As the warehouse simulation suggests, the MIT researchers are thinking about enterprise applications here for businesses like Amazon, which are constantly trying to refine the management of machines and humans to process inventory as fast as post-humanly possible. But there any number of applications for personal use as well. As Motherboard's own Brian Merchant noticed during his tour through a smart home last month at the Consumer Electronics Show (CES) in Las Vegas, most of the "smart" features that are now being promoted are actually just gussied up notification systems that can tell you that, say, you left the wine cooler open by delivering a message straight to the TV you're watching.

That's clever, sure. But not exactly revolutionary. A swarm of tiny little robot butlers that can communicate amongst themselves to run in the background of your house is—provided they don't accidentally set fire to the couch when racing to close the window or reset the router.

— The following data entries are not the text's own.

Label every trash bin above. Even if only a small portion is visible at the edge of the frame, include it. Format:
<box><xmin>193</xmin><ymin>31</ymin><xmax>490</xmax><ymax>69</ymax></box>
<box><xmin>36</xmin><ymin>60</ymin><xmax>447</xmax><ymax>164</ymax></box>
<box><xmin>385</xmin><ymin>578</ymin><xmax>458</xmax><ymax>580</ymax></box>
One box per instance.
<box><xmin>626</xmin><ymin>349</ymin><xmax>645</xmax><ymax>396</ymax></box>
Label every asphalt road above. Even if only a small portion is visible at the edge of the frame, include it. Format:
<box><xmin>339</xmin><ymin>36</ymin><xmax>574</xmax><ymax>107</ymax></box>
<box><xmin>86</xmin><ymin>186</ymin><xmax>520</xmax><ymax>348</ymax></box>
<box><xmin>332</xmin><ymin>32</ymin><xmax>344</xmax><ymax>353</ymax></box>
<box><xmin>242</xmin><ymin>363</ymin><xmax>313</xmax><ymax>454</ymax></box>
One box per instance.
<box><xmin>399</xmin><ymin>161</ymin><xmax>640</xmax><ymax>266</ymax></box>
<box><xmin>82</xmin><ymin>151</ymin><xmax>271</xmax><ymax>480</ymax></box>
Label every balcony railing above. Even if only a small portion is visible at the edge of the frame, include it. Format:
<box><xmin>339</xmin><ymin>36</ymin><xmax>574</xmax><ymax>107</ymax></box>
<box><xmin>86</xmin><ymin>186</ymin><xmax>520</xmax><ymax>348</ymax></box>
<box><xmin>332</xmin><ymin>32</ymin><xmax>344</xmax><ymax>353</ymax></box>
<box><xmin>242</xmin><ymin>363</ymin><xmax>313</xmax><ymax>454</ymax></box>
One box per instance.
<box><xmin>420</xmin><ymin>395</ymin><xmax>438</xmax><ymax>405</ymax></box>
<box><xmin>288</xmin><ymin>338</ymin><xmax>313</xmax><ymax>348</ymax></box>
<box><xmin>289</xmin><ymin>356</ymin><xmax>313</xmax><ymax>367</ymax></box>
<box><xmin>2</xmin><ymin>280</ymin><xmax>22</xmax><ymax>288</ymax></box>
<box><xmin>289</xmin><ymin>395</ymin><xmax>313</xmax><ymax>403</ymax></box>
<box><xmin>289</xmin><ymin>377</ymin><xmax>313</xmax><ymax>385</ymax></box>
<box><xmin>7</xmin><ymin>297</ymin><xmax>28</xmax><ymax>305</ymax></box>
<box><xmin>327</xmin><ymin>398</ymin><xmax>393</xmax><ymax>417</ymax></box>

Interest in both kinds of applications is thriving. Google alone bought eight different robotics companies in 2013. Just this week, James Dyson revealed he was investing £5 million (around $8.3 million) to create a new robotics lab in partnership with the Imperial College London to investigate new "vision systems" for robots. And as Colin Lewis noted in a recent post on Robohub, stocks in robotics companies are beating current market averages, so Wall Street is getting bullish on the entire scene as well.

All of this raises the compelling possibility that smart, interconnected robots could alleviate the myriad pressures being placed on people like warehouse workers, who may now be facing increased risk of mental illness due to the harsh demands of working alongside automatons. But then again, that still leaves the looming question of where yet another crop of displaced workers will be able to find jobs.